A Sturgeon Bay-built ship that's been grounded in the western Philippines for nearly two weeks will need to be cut up in order to be removed from the reef.
U.S. Pacific Fleet spokesman Darryn James said Tuesday the "only supportable option is to dismantle the damaged ship and remove it in sections."
The USS Guardian was constructed at Peterson Shipbuilders in Sturgeon Bay and commissioned in 1989. Niles Weborg of Sister Bay was the head foreman of hull construction on the Guardian. Weborg says the 224-foot minesweeper was well-built and is surprised to hear it's not able to be salvaged.
The ship -- constructed of wood, silicon bronze and stainless steel -- went aground on the Tubbataha Reef in the Sulu Sea January 17.

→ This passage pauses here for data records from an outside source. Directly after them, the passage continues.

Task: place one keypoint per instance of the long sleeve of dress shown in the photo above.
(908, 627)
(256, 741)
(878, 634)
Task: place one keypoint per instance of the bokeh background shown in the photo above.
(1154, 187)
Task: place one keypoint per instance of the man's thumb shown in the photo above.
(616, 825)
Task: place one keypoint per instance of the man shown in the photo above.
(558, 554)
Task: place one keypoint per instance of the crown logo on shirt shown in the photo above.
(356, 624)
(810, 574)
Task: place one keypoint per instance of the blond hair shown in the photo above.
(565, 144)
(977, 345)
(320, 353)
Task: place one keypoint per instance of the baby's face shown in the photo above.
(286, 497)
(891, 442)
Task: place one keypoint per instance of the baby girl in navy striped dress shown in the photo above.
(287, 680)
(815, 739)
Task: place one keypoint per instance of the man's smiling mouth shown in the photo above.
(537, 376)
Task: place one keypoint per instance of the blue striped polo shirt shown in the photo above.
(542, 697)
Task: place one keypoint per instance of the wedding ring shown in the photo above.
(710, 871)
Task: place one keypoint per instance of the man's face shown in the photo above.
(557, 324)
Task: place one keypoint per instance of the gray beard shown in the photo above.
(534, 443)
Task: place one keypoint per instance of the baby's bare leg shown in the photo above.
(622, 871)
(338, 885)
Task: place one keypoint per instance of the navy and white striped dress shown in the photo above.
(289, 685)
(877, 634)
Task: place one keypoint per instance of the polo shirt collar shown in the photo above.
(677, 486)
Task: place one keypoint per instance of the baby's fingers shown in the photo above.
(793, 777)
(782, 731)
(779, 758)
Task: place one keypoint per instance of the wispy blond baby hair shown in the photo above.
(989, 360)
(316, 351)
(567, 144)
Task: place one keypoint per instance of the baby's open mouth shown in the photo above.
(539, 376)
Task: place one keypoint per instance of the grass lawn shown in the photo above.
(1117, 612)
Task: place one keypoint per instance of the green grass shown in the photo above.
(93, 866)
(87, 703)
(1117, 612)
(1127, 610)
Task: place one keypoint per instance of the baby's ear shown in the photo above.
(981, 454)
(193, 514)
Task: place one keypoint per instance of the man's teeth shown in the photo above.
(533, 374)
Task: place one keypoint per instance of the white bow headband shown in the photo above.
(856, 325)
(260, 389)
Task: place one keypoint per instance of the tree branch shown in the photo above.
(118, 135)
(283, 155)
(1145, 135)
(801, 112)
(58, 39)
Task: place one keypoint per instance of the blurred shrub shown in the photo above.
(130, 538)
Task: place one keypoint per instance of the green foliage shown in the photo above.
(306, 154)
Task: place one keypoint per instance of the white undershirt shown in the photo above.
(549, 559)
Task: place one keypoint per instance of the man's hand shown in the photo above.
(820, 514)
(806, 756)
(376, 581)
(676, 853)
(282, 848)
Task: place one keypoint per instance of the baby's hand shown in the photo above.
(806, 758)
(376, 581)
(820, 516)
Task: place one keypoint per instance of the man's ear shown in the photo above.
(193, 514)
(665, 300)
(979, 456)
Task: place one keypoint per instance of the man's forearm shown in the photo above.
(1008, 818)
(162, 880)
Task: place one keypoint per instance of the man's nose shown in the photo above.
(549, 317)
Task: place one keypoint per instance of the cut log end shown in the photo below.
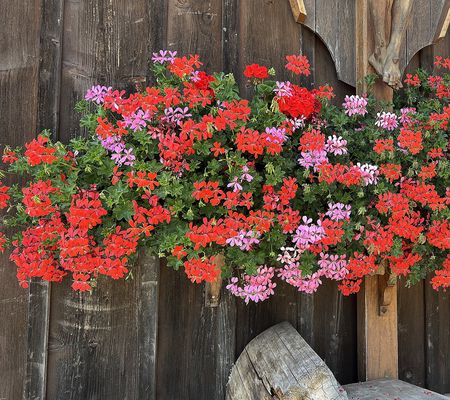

A story by the Navy Times says the Guardian's hull has been punctured by the coral and several compartments have been flooded, and that most of the fiberglass on the ship’s port side has delaminated and come off, revealing the ship’s wooden hull.
Weborg says the ship was built with very sophisticated equipment.
"I know when we did sea trials we'd take a garbage can cover in 900 feet of water and the sonar would hone in on it," he says.
The Filipino government has questioned why the ship was in the area -- a protected UNESCO world heritage site where routine ship traffic is prohibited -- and why the Guardian reportedly ignored warnings from local authorities that it was headed for the reef.
A U.S. Navy investigation into the incident is continuing.